Supported by NSF Award #1464381
Spyros Blanas (Principal Investigator)
Sofoklis Floratos (Graduate Student)
Haoyuan Xing (Graduate Student)
Lingyan Yin (Graduate Student)
Scientists understand complex natural phenomena through data-intensive analyses that run on hundreds of thousands of processing cores. Quickly exploring very large datasets in parallel for insights, however, is challenging. Analyzing larger-than-memory datasets exposes the intricacies of the storage hierarchy and necessitates different implementations based on the anticipated data volume and the system architecture. Domain scientists using large-scale computing facilities are therefore faced with a dilemma: they need to either perpetually maintain and tune their data processing codes to the evolving system infrastructure, or limit their investigation to analyses that can be completed in a reasonable time as datasets continue to grow in size.

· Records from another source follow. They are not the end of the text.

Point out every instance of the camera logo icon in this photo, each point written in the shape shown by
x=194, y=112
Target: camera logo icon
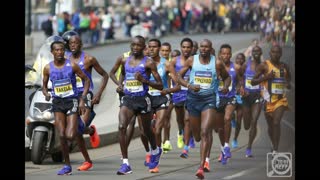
x=279, y=164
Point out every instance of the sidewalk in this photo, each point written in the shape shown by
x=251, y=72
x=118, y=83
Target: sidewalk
x=38, y=38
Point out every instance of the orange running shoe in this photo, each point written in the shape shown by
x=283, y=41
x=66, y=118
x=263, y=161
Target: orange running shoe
x=94, y=138
x=85, y=166
x=206, y=167
x=200, y=173
x=154, y=170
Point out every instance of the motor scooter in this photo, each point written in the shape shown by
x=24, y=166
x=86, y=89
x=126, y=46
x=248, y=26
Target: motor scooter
x=40, y=129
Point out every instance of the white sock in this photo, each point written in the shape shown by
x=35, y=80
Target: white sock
x=221, y=147
x=156, y=151
x=125, y=161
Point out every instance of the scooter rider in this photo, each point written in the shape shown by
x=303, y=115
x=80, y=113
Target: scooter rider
x=65, y=103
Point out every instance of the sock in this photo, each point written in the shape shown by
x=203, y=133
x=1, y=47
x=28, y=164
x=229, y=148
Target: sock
x=222, y=150
x=156, y=151
x=125, y=161
x=185, y=147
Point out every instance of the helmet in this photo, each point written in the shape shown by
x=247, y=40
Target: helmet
x=53, y=39
x=66, y=36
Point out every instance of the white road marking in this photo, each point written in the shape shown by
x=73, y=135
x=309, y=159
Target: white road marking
x=241, y=173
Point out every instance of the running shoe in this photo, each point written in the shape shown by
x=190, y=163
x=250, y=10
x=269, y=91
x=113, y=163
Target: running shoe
x=85, y=166
x=124, y=169
x=220, y=157
x=167, y=146
x=154, y=170
x=224, y=159
x=234, y=143
x=200, y=173
x=227, y=152
x=191, y=142
x=66, y=170
x=155, y=159
x=248, y=153
x=147, y=161
x=184, y=154
x=180, y=142
x=206, y=167
x=94, y=138
x=233, y=123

Declarative data processing techniques can alleviate scientists from the burden of managing how scientific data are accessed or stored. Although many declarative data management systems are actively used by scientists, these systems require time-consuming data transformations, such as loading, chunking and repartitioning, before answering any scientific query. In addition, many data management systems assume complete control of the underlying hardware, and are oblivious to optimizations and scaling opportunities that are offered through the batch execution paradigm of large-scale computing facilities. To address this gap in research, we will investigate techniques in the intersection of data management and scientific computing on how to allocate resources, and how to proactively manage parallel I/O and distributed memory. To impact scientific practice, we will develop a prototype runtime system that will augment an established scientific file format library with declarative querying capabilities for data analysis in leadership computing facilities.